Dartuken Public School, a government-run elementary institution located in River Gee County’s District #1, Tienpo District, has been forced to close its doors after years of struggling with a critical shortage of teachers and lack of government support.
The school, which once served over 100 children from nursery to Grade 6, has been operating with only two volunteer teachers for the past several years, one of whom is Michael K. Doe, a retired educator who stepped in to keep the school running in the absence of paid staff.
“I’m still serving as principal because of the Liberian people and our community,” said Mr. Doe, who officially retired in 2019 but continued to work due to the vacuum created by the lack of teachers. “There’s no teacher. So we decided to be here until the government can bring teachers in.”
According to Doe, the school was sustained not by government funding but by the goodwill and charity of the local community. However, even this support could not make up for the growing challenges of operating without salaries, trained staff, or basic educational materials. As a result, attendance decreased, and most students eventually dropped.
“Because of the lack of manpower to teach, the students also stopped coming,” he explained. “Many of them have gone to the goldfields. So we had no choice but to close the school down.”
The closure of Dartuken Public School has rippled across the community, exposing deep cracks in Liberia’s rural education system. With the school shuttered, many children have been left with no alternative but to venture into the nearby gold mining fields—exchanging classrooms for hard labor in a bid to support themselves or their families.
The situation has stirred growing frustration among residents of Dartuken Town, who are now appealing for urgent action from the Ministry of Education and their elected representative, Alexander Poure. The lack of intervention so far has only deepened concerns that the state is turning a blind eye to the plight of remote communities.

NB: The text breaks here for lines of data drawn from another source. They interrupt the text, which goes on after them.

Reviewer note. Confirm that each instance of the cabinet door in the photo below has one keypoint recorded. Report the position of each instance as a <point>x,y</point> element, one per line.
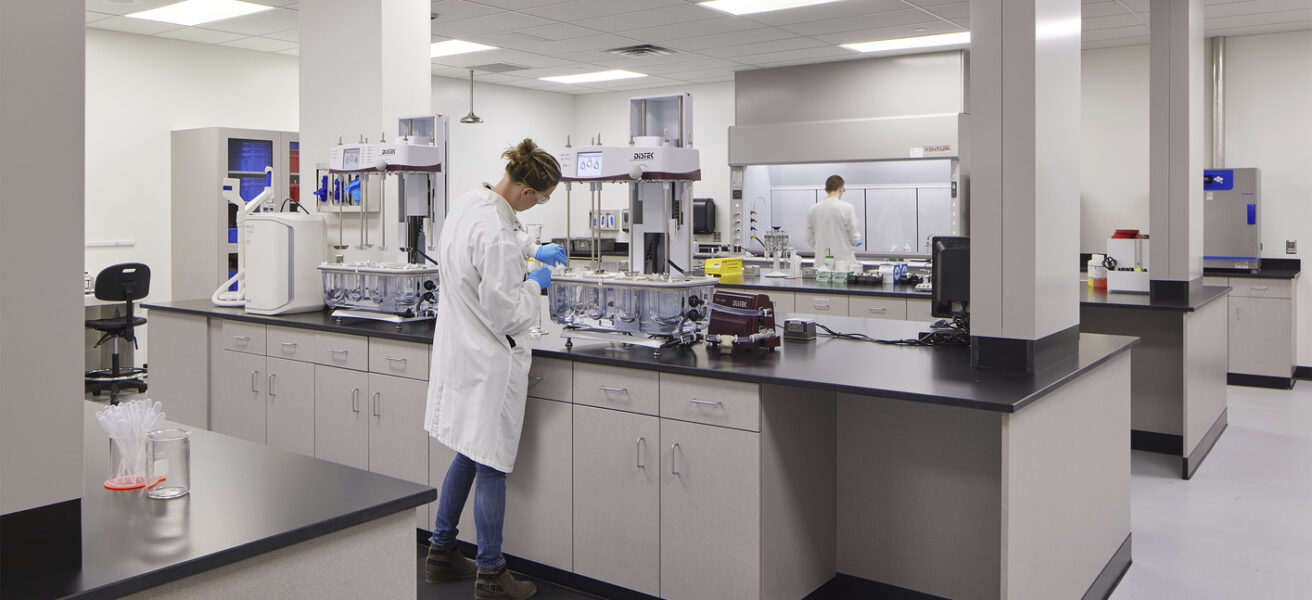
<point>290,390</point>
<point>398,444</point>
<point>239,407</point>
<point>617,498</point>
<point>180,368</point>
<point>538,516</point>
<point>341,416</point>
<point>1260,334</point>
<point>710,506</point>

What’s unfolding in Dartuken is not an isolated case. Across River Gee County, several government schools remain closed or severely understaffed, the result of years of neglect, unpaid teacher salaries, and deteriorating infrastructure. The few that still function often do so under extreme conditions, relying on community charity or retired educators working without compensation.
This crisis reflects a broader systemic failure. In these rural districts, education is no longer a guarantee but a privilege for the few who can afford to travel or relocate. Without immediate government intervention—both in the deployment of trained teachers and the rehabilitation of abandoned schools—an entire generation may be lost to poverty and exploitation.
The Ministry of Education has yet to release any formal statement regarding the school’s closure or plans to address the broader crisis in River Gee County. Meanwhile, families in Tienpo District continue to wait—hoping that their children’s right to education has not been permanently buried beneath the dust of forgotten classrooms.